Emerging Market Bonds

Investing in emerging market debt involves all the same risks as investing in developed country debt, such as interest rate movements, currency movements, and potential defaults. In addition, it poses risks that are, although not entirely absent, less significant in developed markets. These risks fall roughly into two categories: (1) economic and (2) political and legal. A slightly different breakdown would be “ability to pay” and “willingness to pay.”

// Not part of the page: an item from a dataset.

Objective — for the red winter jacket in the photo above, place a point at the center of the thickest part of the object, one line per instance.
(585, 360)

Economic Risks (Ability to Pay)

Emerging market economies as a whole have characteristics that make them potentially more vulnerable to distress and hence less likely to be able to pay their debts on time or in full, such as the following:

  • Greater concentration of wealth and income; less diverse tax base
  • Greater dependence on specific industries, especially cyclical industries, such as commodities and agriculture; low potential for pricing power in world markets
  • Restrictions on trade, capital flows, and currency conversion
  • Poor fiscal controls and monetary discipline
  • Less educated and less skilled work force; poor or limited physical infrastructure; lower level of industrialization and technological sophistication
  • Reliance on foreign borrowing, often in hard currencies not their own
  • Small/less sophisticated financial markets and institutions
  • Susceptibility to capital flight; perceived vulnerability contributing to actual vulnerability

Political/Legal Risks (Willingness to Pay)

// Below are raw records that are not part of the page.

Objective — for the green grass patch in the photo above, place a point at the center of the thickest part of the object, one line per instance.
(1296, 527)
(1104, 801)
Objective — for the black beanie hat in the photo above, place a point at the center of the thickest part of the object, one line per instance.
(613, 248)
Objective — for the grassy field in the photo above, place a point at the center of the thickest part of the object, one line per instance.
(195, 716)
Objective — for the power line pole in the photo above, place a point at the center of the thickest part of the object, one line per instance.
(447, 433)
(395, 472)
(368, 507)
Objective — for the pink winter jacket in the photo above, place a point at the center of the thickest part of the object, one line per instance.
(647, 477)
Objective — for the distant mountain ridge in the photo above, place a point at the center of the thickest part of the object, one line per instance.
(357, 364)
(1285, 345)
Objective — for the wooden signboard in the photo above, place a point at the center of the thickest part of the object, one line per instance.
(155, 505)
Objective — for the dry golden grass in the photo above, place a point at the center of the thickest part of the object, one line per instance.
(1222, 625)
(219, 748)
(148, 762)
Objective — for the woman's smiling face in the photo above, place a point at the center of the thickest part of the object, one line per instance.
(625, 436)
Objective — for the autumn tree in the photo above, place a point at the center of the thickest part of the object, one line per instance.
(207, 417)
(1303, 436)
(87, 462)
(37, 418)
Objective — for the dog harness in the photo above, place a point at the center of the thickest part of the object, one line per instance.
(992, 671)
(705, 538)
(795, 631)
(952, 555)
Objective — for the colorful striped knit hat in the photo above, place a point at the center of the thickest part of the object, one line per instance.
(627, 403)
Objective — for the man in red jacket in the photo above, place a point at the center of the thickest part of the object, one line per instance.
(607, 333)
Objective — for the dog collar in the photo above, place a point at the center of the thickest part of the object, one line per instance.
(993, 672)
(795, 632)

Investors in emerging market debt may be unable to enforce their claims or recover their investments due to:

  • Weak property rights laws and weak enforcement of contract laws are clearly of concern in this regard.
  • An inability to enforce seniority structures within private sector claims is one important example.
  • The principle of sovereign immunity which makes it very difficult to force a sovereign borrower to pay its debts.
  • Confiscation of property, nationalization of companies, and corruption are also relevant hazards.
  • Coalition governments which could also pose political instability problems.
  • The imposition of capital controls or restrictions on currency conversion may make it difficult, or even impossible, to repatriate capital.